A greve dos que, com fome, transportam comida

Atualizado em 3 de julho de 2020 às 0:01

Publicado originalmente no Vermelho

Os protestos dos trabalhadores com aplicativos que se espalharam pelo país na quarta-feira (1) mostraram uma das faces da cruel realidade formada com os retrocessos sociais nos governos pós-golpe de 2016. O Brasil pôde compreender melhor o que representa o paradigma neoliberal das relações de trabalho por meio das reivindicações de uma das categorias mais expostas à contaminação pelo coronavírus e pelo paradoxo de entregar comida batalhando duro para obter o pão de cada dia.

Na pauta de reivindicações da categoria constam questões previstas na Consolidação da Leis do Trabalho (CLT), como reivindicações de equipamentos de proteção individual – os chamados EPIs; alimentação durante a jornada de trabalho e licença remunerada em caso de adoecimento. Os entregadores também querem mudanças na política dos aplicativos, entre eles o fim do sistema de pontuação e o fim dos bloqueios e suspensões injustos.

Soma-se às condições precárias de trabalho a exposição a riscos elevados de acidentes e a total ausência de seguridade social. Algo que remete aos primórdios das relações de trabalho capitalistas, da imposição mais brutal da dominação do trabalho pelo capital. Com os retrocessos dos últimos anos, agora sob a denominação de neoliberalismo – com toda a coloração ideológica escravista que este termo encerra no Brasil –, o que se vê é a repetição daquela lógica.

Não é cabível ter como socialmente aceitável a volta desses resquícios da relação entre Casa Grande e Senzala. Esse modelo de relações de trabalho é uma anomalia que não cabe em nenhum projeto de desenvolvimento social e econômico. Com elas, não existe nenhuma chance para se gerar um Brasil melhor. São métodos que revelam o perfil da superexploração do trabalho por um modelo de reprodução do capital desregulamentada e precarizada.

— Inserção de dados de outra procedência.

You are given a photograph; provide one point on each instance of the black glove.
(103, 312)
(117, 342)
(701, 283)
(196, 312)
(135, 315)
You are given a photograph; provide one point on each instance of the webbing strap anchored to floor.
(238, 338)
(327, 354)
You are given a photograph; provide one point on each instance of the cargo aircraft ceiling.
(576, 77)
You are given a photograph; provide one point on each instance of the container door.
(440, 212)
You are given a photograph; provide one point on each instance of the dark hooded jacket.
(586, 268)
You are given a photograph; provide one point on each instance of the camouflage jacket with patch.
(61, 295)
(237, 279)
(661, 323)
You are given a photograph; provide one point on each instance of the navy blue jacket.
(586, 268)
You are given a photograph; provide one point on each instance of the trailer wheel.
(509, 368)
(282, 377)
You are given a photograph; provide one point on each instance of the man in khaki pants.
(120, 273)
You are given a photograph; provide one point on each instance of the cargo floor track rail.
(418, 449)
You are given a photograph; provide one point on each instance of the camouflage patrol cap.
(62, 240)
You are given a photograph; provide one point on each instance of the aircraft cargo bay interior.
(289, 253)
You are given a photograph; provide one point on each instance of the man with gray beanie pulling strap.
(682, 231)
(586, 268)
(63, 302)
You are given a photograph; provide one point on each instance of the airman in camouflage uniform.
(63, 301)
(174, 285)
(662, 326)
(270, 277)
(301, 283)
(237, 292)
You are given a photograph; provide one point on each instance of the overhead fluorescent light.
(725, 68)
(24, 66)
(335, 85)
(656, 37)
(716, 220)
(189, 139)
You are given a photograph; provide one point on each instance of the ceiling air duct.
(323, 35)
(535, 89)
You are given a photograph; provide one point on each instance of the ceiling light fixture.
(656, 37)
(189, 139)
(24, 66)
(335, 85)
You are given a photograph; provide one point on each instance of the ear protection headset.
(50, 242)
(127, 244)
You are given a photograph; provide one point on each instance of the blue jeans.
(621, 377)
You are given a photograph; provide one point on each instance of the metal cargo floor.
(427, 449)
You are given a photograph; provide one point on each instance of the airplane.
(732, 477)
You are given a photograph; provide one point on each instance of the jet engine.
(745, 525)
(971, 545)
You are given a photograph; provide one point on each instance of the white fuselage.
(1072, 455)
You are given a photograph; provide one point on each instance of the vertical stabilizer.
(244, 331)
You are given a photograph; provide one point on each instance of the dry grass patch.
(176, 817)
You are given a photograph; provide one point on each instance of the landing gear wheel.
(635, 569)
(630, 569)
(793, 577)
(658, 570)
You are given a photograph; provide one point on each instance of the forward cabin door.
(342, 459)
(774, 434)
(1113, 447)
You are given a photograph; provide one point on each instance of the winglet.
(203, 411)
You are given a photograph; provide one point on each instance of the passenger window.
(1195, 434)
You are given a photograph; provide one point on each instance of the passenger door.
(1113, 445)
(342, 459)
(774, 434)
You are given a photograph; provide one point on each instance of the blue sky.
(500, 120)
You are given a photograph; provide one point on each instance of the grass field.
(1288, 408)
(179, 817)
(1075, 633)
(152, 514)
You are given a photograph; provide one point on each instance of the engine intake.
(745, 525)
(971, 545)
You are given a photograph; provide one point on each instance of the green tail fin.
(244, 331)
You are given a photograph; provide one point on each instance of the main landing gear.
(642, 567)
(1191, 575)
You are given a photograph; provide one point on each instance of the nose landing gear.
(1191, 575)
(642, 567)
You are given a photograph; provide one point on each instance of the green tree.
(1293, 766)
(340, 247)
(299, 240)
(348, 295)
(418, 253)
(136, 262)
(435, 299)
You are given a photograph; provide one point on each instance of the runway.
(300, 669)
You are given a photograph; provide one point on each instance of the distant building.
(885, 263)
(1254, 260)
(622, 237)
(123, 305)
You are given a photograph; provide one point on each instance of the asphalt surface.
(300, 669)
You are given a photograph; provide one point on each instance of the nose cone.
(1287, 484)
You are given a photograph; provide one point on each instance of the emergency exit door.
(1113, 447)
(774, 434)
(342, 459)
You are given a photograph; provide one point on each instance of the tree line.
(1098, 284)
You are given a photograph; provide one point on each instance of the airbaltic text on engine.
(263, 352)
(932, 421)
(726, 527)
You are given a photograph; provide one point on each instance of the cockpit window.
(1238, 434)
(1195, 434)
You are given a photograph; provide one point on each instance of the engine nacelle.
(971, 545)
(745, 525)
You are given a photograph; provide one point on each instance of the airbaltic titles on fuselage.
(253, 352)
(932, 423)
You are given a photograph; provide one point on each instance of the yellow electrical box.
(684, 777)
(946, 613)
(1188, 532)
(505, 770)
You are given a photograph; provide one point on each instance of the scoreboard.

Esse projeto, dominado pela simbiose entre superexploração do trabalho e parasitismo financeiro, prevê, deliberadamente, a existência de um exército de excluídos socialmente como forma de garantir grandes privilégios para poucos. O entreguismo neocolonial, o cerceamento dos canais de participação popular e das estruturas representativas do povo e o controle do Estado pelo capital financeiro são a base desse projeto.

Os protestos de quarta-feira expuseram tudo isso como uma fotografia que a um só tempo revelou o que o Brasil tem sido sob o projeto neoliberal e o que precisa ser. Eles enunciaram a crítica a tudo isso e alertaram para a importância da organização social como forma de enfrentar o domínio despótico do capital. Além, obviamente, de denunciar a escandalosa condição em que se encontram como trabalhadores de serviços essenciais, especialmente nesses tempos de pandemia.

Outro aspecto que merece ser destacado é a inovação na mobilização. Os entregadores, quase todos jovens, fizeram amplo uso das tecnologias, conectando-se nas redes com a mesma agilidade com que se movimentam pelas cidades de moto ou bicicleta. A manifestação causou até uma certa surpresa porque esperava-se que se restringisse apenas ao Rio de Janeiro e São Paulo, mas ocorreu em praticamente todos os estados.

Apoiá-los é um dever, um brado a favor de um projeto de sociedade voltado para a integração social, para a equalização de duas grandes necessidades: ser uma sociedade desenvolvimentista e humanista no trato das questões sociais. O Brasil sob o governo Bolsonaro está submetido a um chocante antagonismo social, com os ricos cada vez mais ricos, os pobres mais pobres e excluídos até da discussão sobre a exclusão social. Não dá mais. Basta.